This Is Where the World Ends(24)



Ander spins me around with his finger on his lips. I pull it away and kiss him, hard, and he pulls me away and we sprint for the parking lot.

We go to the diner down the road and lounge in greasy seats talking about nothing in particular for hours. He plays with my hair and I order every milkshake on the menu so we can taste them all. His favorite is Clementine Dreaming and mine is NuTELLA Like It Is.

After, he drives me home, and I tell him to stop where the road forks between my new house that I f*cking hate and the quarry.

He listens, because that’s what boyfriends do. He turns off the car and smiles his crooked smile and leans over and we start making out. I melt like girlfriends do, wrapping my arms around his neck and kissing him back. We love each other with the kind of love that begins and ends with our lips.

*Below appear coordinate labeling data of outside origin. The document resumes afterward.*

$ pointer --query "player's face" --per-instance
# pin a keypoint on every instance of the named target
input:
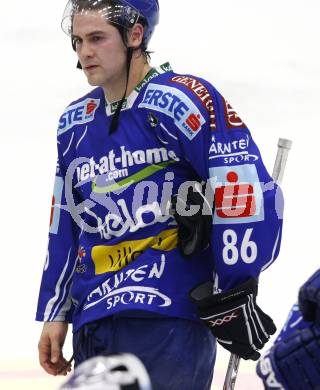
(100, 50)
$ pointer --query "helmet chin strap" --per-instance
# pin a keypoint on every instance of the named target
(116, 116)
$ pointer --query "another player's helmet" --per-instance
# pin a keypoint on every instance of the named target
(120, 12)
(113, 372)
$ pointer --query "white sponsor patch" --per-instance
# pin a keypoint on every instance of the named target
(78, 114)
(177, 105)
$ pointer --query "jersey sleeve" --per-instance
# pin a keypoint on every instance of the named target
(54, 303)
(208, 134)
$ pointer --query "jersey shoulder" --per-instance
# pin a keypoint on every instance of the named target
(81, 111)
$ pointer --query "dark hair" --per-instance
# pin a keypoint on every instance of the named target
(98, 5)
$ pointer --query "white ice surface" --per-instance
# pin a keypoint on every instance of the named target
(263, 56)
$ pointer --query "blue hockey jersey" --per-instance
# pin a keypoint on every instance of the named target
(112, 242)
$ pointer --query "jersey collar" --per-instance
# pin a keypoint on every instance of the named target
(129, 101)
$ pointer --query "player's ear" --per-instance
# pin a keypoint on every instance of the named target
(135, 36)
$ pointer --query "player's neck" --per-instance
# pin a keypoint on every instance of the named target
(138, 70)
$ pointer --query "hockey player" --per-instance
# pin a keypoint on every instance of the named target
(293, 362)
(120, 267)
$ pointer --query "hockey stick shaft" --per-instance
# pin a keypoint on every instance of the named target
(284, 146)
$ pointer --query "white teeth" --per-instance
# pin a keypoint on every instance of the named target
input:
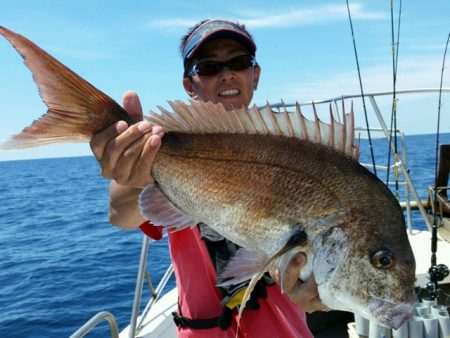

Outside the car, the lamplight is fighting the rain. The Metaphor is just down the hill, and I imagine it while he kisses me, the perfect scene: the two of us dancing under shy streetlights, spinning closer to the water, hand in hand, climbing my mountain of rocks and falling flat on our perfect asses. Can’t you just see it? I can.

Maybe we even make it to the top together.

I always knew I’d make it to the top one day. I had painted the moment of triumph in watercolor, in oil, in acrylic; I had sculpted it in clay and stone and plaster, welded it in copper and iron; I had dreamed it in color and sepia, oversaturated and in black-and-white. And never once had Ander been there with me.

It was always Micah. Always, anything, everything.

We kiss for a while, until Ander starts getting frisky and I pull away. He never stops grinning at me, not even when he drives me up the hill to my new house, where all the lights are on because my parents have probably been waiting for me to come home for hours now. My lips are swollen and I use the last bit of my third tube of Chapstick. He kisses me again before I get out of the car, and he gives me his jacket to run to the house so I don’t get wet.

At the front door, I turn back to blow him a kiss good-bye, but he’s already gone.





after


DECEMBER 5


Dewey is in my house again.

Why is Dewey always in my house?

“Dude,” he says. “You gotta get out of bed. You smell like ass. You haven’t even been getting up to shit, have you. Goddamn, Micah. I brought Metatron: Sands of Time. It’s zombie Confederates this time. Come on, get up.”

“No,” I say.

“Yeah, you know what? We need to get you out of this house. We need to get you some air or something.”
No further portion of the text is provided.